Отходит от стола палаческого, идет к цирковым. Здесь его всегда ждут:
– Никитка, глотни!
– Не погнушайся, перекатный!
– Залейся, родимый!
Принимает Никитка рюмку от цирковых, выпивает, закусывает пирожком. Сообщает:
– На ипподроме вчерась в жокейской беседке жена конюха родила тройню.
– Ну?
– И все трое – с жеребячьими головами.
– О-ха-ха-ха!
Пока цирковые отхахатываются, Никитка уж к студентам прибился. Подносят они ему пива жигулевского. Отхлебывает Никитка из кружки:
– Слыхали новость про глину мозговую? Сделали китайцы такую, что не токмо для роботов сгодится, но и для людей!
– Будет брехать-то, Никитка!
– Истинно, истинно говорю! Прошла сия глина тайные испытания у нас в Сибири: закачали ее шприцами в головы мужикам в селе Карпиловке, да шибко много, не рассчитали.
– Ну?
– Так те мужики к утру написали государю уложение: «Как правильно обустроить русскую деревню».
– И что в сем уложении?
– Прописали, что надобно каждому крестьянину уд стальной приделать, дабы все могли землю пахать беспрепятственно! Вот, полюбуйтесь сами!

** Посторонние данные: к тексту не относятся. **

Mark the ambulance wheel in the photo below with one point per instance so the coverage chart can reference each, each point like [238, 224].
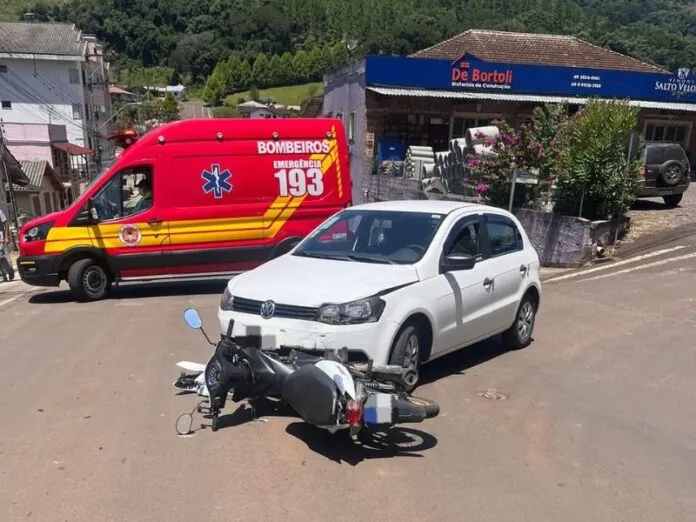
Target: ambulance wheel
[88, 280]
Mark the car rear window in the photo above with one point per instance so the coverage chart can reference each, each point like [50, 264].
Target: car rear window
[674, 153]
[651, 155]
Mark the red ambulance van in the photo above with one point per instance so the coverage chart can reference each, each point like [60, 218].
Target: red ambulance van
[193, 197]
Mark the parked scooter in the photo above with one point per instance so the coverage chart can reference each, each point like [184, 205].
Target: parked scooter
[328, 392]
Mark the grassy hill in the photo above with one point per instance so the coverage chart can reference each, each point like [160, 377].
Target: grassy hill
[290, 95]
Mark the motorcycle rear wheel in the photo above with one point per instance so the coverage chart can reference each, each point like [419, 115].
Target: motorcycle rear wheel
[432, 409]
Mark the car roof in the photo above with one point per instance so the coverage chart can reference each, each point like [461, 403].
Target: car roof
[429, 206]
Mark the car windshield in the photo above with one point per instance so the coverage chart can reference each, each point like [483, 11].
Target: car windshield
[372, 236]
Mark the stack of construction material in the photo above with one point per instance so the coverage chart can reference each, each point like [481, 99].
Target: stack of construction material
[420, 162]
[392, 168]
[478, 138]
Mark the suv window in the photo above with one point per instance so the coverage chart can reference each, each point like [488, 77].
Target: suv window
[503, 235]
[674, 153]
[467, 241]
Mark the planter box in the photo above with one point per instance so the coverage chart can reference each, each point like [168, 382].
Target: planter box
[566, 241]
[560, 241]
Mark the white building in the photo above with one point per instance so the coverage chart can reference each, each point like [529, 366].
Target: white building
[52, 74]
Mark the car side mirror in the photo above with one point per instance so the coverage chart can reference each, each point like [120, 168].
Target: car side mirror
[455, 262]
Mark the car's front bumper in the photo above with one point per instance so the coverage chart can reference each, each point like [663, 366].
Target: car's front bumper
[654, 191]
[38, 270]
[372, 339]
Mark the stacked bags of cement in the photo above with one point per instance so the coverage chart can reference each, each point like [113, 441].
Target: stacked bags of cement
[420, 162]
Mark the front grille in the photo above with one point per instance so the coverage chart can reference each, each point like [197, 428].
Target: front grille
[252, 306]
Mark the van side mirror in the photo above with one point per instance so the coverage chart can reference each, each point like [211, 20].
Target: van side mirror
[455, 262]
[92, 214]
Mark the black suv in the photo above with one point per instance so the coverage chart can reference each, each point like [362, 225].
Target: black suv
[666, 172]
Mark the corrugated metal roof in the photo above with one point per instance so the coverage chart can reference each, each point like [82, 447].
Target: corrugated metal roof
[530, 98]
[40, 38]
[35, 171]
[532, 48]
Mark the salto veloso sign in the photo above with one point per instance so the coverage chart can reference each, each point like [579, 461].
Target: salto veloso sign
[469, 73]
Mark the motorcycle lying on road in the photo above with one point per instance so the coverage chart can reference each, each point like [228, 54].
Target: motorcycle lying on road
[327, 392]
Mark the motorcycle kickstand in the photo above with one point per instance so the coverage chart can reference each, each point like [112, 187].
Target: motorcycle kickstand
[254, 411]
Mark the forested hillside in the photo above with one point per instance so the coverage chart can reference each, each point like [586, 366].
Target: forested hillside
[193, 36]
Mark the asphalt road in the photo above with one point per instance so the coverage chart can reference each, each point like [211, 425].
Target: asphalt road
[596, 419]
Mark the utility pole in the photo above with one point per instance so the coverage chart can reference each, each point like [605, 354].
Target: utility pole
[10, 188]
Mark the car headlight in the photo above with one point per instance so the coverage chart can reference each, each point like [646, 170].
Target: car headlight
[37, 233]
[367, 310]
[227, 300]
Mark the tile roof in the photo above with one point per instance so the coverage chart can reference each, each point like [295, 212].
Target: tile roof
[35, 171]
[531, 48]
[40, 38]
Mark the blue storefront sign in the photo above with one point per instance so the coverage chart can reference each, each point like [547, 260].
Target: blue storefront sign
[471, 74]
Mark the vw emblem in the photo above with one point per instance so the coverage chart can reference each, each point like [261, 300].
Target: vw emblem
[267, 309]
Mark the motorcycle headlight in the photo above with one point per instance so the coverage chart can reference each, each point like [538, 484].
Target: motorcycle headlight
[367, 310]
[227, 301]
[37, 233]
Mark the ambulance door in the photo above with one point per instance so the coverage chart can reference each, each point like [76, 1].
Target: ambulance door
[130, 228]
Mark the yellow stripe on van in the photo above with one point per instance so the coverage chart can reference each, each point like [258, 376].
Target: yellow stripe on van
[187, 231]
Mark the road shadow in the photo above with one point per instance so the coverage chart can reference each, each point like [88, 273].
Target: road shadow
[456, 363]
[340, 448]
[141, 291]
[650, 204]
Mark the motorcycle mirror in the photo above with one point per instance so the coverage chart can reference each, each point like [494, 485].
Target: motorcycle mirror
[193, 319]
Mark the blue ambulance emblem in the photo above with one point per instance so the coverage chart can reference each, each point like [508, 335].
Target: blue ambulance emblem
[216, 181]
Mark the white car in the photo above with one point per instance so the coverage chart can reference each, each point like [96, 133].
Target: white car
[404, 282]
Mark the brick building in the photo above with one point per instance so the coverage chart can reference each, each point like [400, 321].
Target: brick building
[436, 94]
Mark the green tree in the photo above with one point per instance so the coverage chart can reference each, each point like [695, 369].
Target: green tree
[245, 75]
[595, 168]
[289, 68]
[261, 72]
[279, 75]
[170, 108]
[217, 85]
[300, 64]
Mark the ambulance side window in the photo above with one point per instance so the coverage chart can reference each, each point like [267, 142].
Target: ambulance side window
[128, 193]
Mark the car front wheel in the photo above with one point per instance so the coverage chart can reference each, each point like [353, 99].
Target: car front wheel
[406, 352]
[519, 335]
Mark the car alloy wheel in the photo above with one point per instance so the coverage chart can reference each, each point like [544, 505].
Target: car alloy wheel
[525, 322]
[673, 174]
[412, 352]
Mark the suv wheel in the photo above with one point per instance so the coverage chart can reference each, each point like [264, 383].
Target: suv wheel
[673, 174]
[672, 200]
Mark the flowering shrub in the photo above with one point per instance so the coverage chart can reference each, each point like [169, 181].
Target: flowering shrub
[596, 172]
[532, 148]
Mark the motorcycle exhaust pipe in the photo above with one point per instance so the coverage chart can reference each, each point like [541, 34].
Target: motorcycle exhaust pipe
[405, 412]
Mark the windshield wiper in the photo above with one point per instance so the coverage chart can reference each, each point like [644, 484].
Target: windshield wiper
[322, 256]
[371, 259]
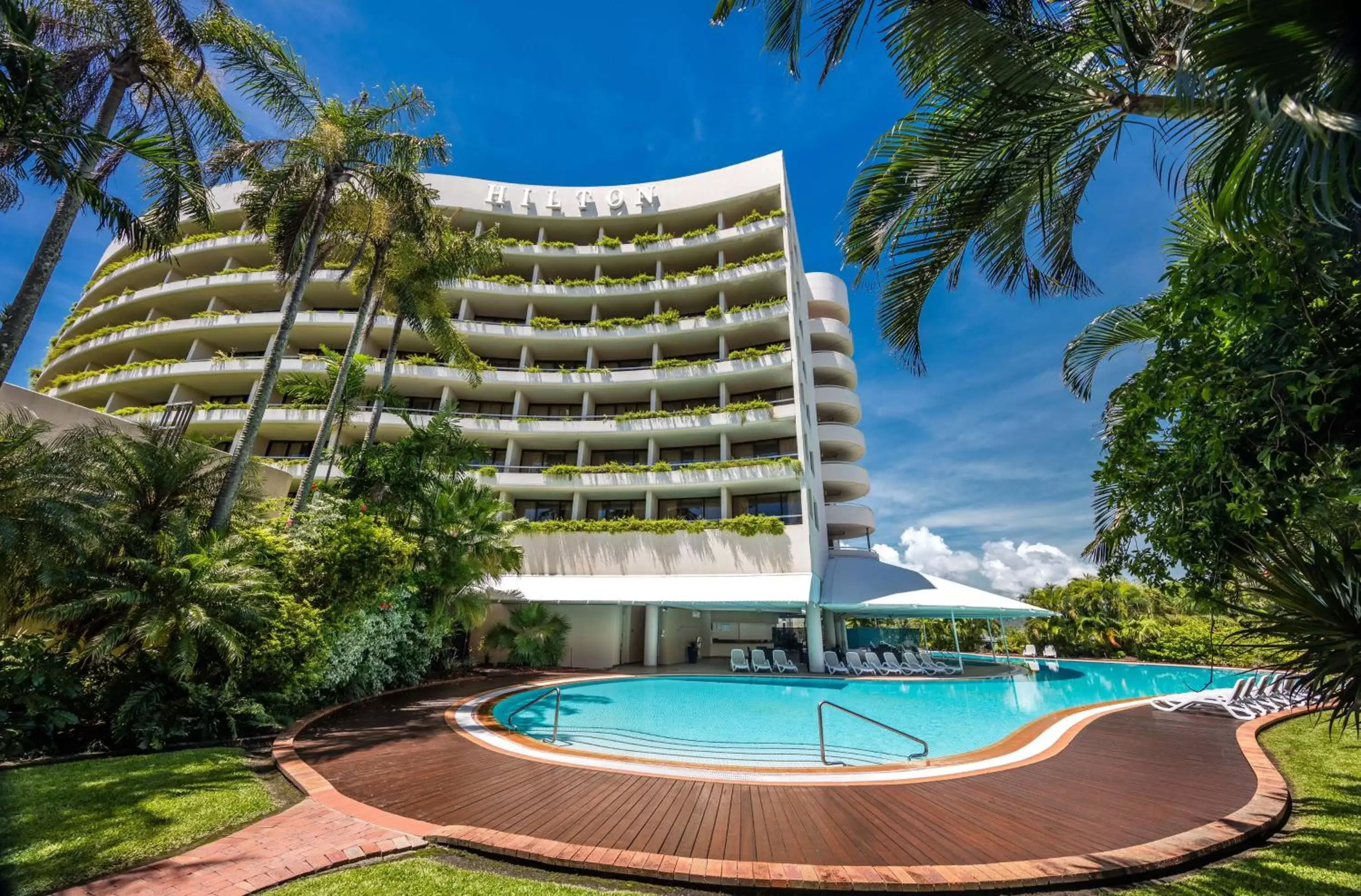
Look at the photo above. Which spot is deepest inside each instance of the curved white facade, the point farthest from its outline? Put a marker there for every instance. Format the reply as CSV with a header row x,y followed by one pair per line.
x,y
557,391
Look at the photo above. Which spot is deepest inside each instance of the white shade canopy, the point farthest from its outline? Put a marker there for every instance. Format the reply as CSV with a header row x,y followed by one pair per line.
x,y
869,588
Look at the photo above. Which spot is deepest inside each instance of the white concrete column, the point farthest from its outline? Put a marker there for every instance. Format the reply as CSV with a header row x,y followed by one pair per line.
x,y
651,634
813,628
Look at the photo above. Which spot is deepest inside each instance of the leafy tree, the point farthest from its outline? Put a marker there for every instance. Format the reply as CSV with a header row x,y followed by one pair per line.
x,y
1247,415
1303,596
534,635
297,180
1017,102
147,60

Показывает Никитка свои картинки глум-ные. Хохочут студенты, чокаются кружками с Никиткой. А он не задерживается – уже к китайцам ковыляет:
– Ваньшан хао, [30] поднебесные!
Вот вваливается в кабак спившийся подьячий из Казначейской Палаты, у которого в одночасье бас прорезался. Крестится на все четыре стороны, запевает:
Как во стольном городе,
Во Москве-столице
Три бездомных пса
Шли воды напиться
Во полуденный час.
Один белый пес,
Другой черный пес,
Третий красный пес.
На Москву-реку пришли,
Место тихое нашли
Во полуденный час.
Стал пить белый пес – побелела вода.
Стал пить черный пес – почернела вода.
Стал пить красный пес – покраснела вода.
Потряслась земля, солнце скрылося,
Место лобное развалилося.
Развалилося, разломилося,
Алой кровушкой окропилося.
А с небес глас громовый послышался:
– Тот, кто был палачом, станет жертвою!